A typical 'Thracian Horseman' image of Sabazios

A typical ‘Thracian Horseman’ image of Sabazios, here hunting a boar – yet another ‘fanged’ chthonic creature representing plenty and growth. The board was a particularly ‘celtic’ image, whereas the serpent was more ‘Greek’ or ‘Eastern’…

The Thracian Horseman image obviously relates to a hero-god, and the name ‘Thracian Heros’ is also applied to the icon-image, one of which is inscribed to ‘Heros Karabazmos’, which name incorporates the ‘-baz-‘ of ‘Sabazios’. To the Thracians, Phrygians and Celts (who used the horse imagery extensively in their otherworldly coins after the 4thC BCE) the ‘Heros’ character represented fertility through the closeness of death: similar to the ancient Etruscan/Roman Mars as well as the all-popular Hercules. In fact, it is worth comparing the iconography of Hercules with that of the Thracian Heros:

Armed Hercules confronts the Serpent Ladon in the garden of the Hesperides (Roman Hispania)

Armed Hercules confronts the Serpent Ladon in the garden of the Hesperides (Roman Hispania)

And now, here’s the Thracian ‘Heros’ to compare. Note the ‘phallic Herma’ to the right of the tree – these were a feature of Dionysiac and Sabazian worship:


The mythology regarding the ‘horseman’ must have incorporated much of that common to the Herculaean and Apollonian myths as well as the Dionysian aspects of Sabazios. not to mention the martial aspects of gods such as Mars. The icon of the galloping helpful horseman ‘coming from’ the underworld where it has been victorious over the serpents and demons incorporates all of these in a more simplified and much more fundamental and portable manner.

Chiron the hunter - teacher of Greek heros. Are him and Sabazios one and the same? Perhaps the Minotaur too?

Chiron the hunter – teacher of Greek heros. Are him and Sabazios one and the same? Perhaps the Minotaur too?

The coins of Celtic tribes in the Balkans such as the Scordisci and Bastarnae demonstrate a syncretic incorporation of such imagery in their appropriations and modification of Greek designs, and this propagated throughout the Celtic world as far as Britain by the 1stC CE. Often the warlike rider is female in the Celtic numismatic images – particularly so during times of conflict with Rome. It finally seems to have been mollified into the form of the benign ‘Epona’ by the early common era when Rome had broken the fanatical and wizardly backbone of wild Celtic culture:

Cuddly mother Epona - the original Celtic form would have bought your head on a plate, not food!

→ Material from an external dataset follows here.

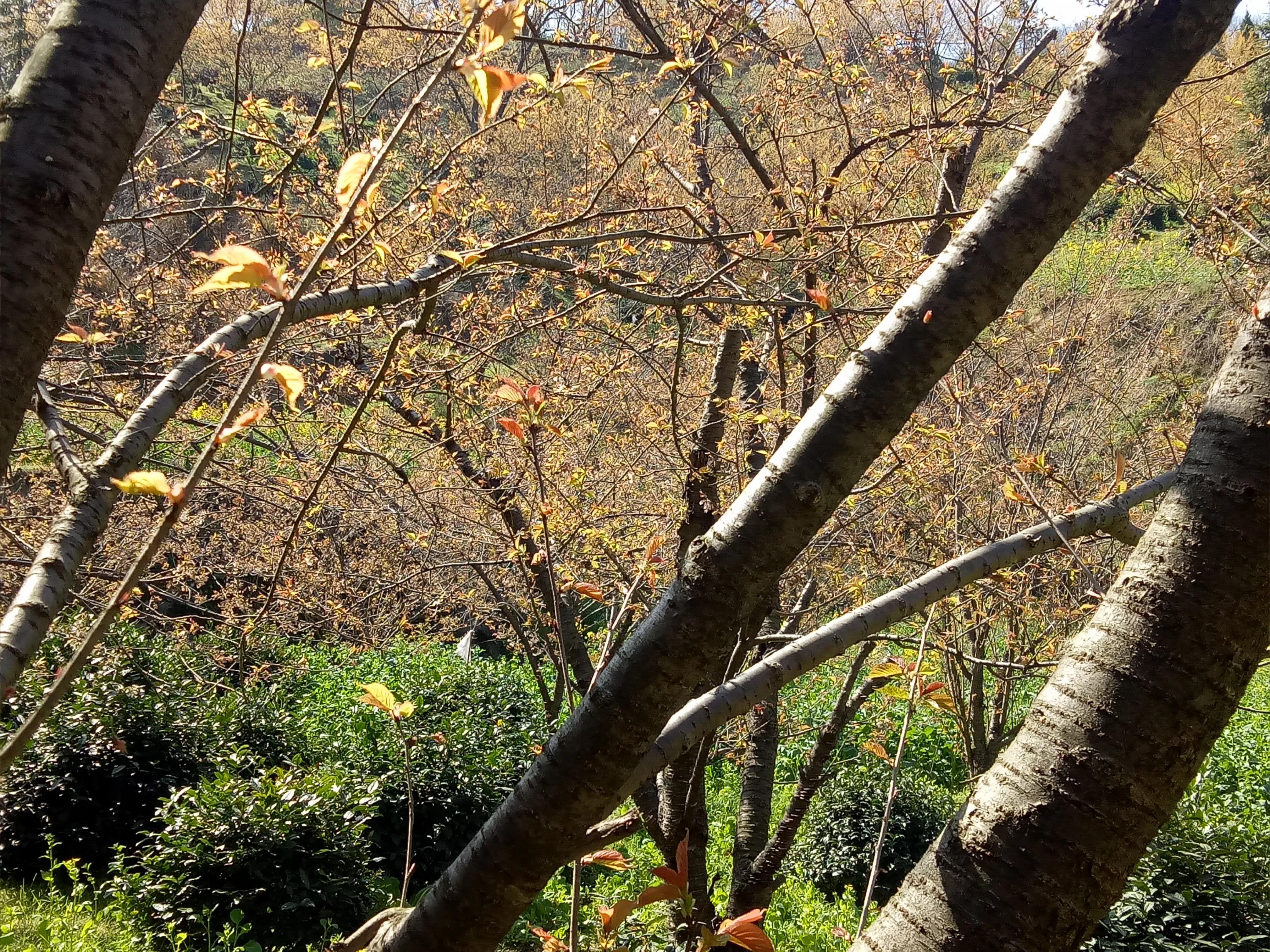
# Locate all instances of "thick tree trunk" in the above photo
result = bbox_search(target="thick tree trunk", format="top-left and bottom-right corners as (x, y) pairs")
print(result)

Cuddly mother Epona – the original Celtic form would have bought your head on a plate, not food!

Sabazios in Rome:

As previously mentioned, the cult of the Thracian-Phrygian god Sabazios met with some degree of popularity in the Roman Empire. Apart from a few religious stelae, the most prominent artefacts from the cult are the bronze-alloy votive ‘hands’ discovered in places such as Herculaneum and even as far north as modern Belgium. These hands are know as the ‘Hand of Sabazios’, and generally display a gesture which appears to have been adopted by the early Christian church, and is still used by priests in blessings to this day. Here are some examples:

Hand of Sabazios (British Museum)

Hand of Sabazios (British Museum)

The hands take a variety of forms, with some common elements:

1. Most depict the fingers in the gesture shown in the image.

2. All have a pine-cone (or possibly even a hop-flower) either balanced upon the thumb or grasped between thumb and forefinger. In a few cases, these appears to be more explicitly depicted as the Orphic Egg, in one case holding the image of the Thracian Heros with his horse, lance and serpent adversary within. Although Thrace was a beer-drinking culture, hops were not known to have been used as a beer additive until after the medieval period.

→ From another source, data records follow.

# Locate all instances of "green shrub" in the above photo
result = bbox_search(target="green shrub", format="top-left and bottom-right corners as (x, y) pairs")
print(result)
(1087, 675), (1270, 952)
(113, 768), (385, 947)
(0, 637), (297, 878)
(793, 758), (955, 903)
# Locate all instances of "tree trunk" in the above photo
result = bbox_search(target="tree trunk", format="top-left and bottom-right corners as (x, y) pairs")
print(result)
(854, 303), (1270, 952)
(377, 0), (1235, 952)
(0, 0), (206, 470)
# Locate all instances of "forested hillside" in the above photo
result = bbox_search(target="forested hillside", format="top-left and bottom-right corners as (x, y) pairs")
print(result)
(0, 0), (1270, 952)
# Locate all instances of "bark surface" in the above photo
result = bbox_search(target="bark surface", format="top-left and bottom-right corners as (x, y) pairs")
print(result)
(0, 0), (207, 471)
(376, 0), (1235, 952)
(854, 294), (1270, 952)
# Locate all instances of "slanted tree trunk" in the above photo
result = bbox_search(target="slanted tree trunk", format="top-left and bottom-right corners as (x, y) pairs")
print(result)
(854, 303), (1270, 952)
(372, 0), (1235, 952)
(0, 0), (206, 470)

3. All have a serpent or basilisk (serpent with a cock’s comb: lit. ‘king of serpents’) representing the chthonic ideal. Other ‘serpentae’ or ‘herpetae’ such as frogs, turtles and lizards frequently accompany this.

4. Most depict a mother lying with her child on the wrist part of the design. This may be an allusion to Ariadne, wife of Dionysus in the Cretan-Greek version of the myth. The birth and rebirth of ‘Dionysus’ were central parts of the Orphic mystery-legend, and Orphism was ascribec by the Greeks to Thrace.

5. Most depict the Dionysian Krater and bowls or cups.

6. Most depict a ram’s head, sometimes that of a bull, upon which the god places his foot in depictions. This is redolent of the sacrifice of animals at the Dionysia.

7. Many depict a miniature figure of Sabazios himself as a bearded man sat against the extended index and middle finger of the hand. He is sometimes crowned with lunar ‘horns’.

Other iconcography commonly associated with these hands include: The Caduceus or wand of the god Hermes/Mercury (think of the serpent on the tree in the Thracian Heros images), a set of scales, a perched eagle, vines and sometimes ritual objects such as a sacrificial knife and a lituus (ceremonial wand). One example of the hand has a bracelet to which human and animal penises are attached by chains! These hands were believed to have been mounted upon poles at ceremonies

Apart from the hands, the cult of Jupiter-Sabazios is also represented on a few ancient stelae recovered from the Roman world. Here is one particularly fine example from Roman Illyria (modern Albania) depicting what appears to be the Phrygian gods Cybele and Attis – maybe even Selene and Endymion or Artemis and Apollo – (who actually hold a pole with a hand on it!), as well as ploutic father Sabazios himself, as well as the usual icons found on the hands and ‘Thracian Heros’ stelae:


The overwhelming fertility aspects of the cult are well-demonstrated, and the warlike aspects of the Thracian god have been removed. Even Mercury appears at the base of the serpent-tree to grant his blessing! Observant readers might begin to see how Julius Caesar’s comments about ‘Dis Pater’ being worshipped by the Gauls point to a more ancient and once-widespread cult which emerged from Bronze Age Europe and had influence from far Britain and Ireland right through to the Near East. Just a peak over the common ‘barbarian’ yet mythologically sophisticated event-horizon of our ancient ancestors….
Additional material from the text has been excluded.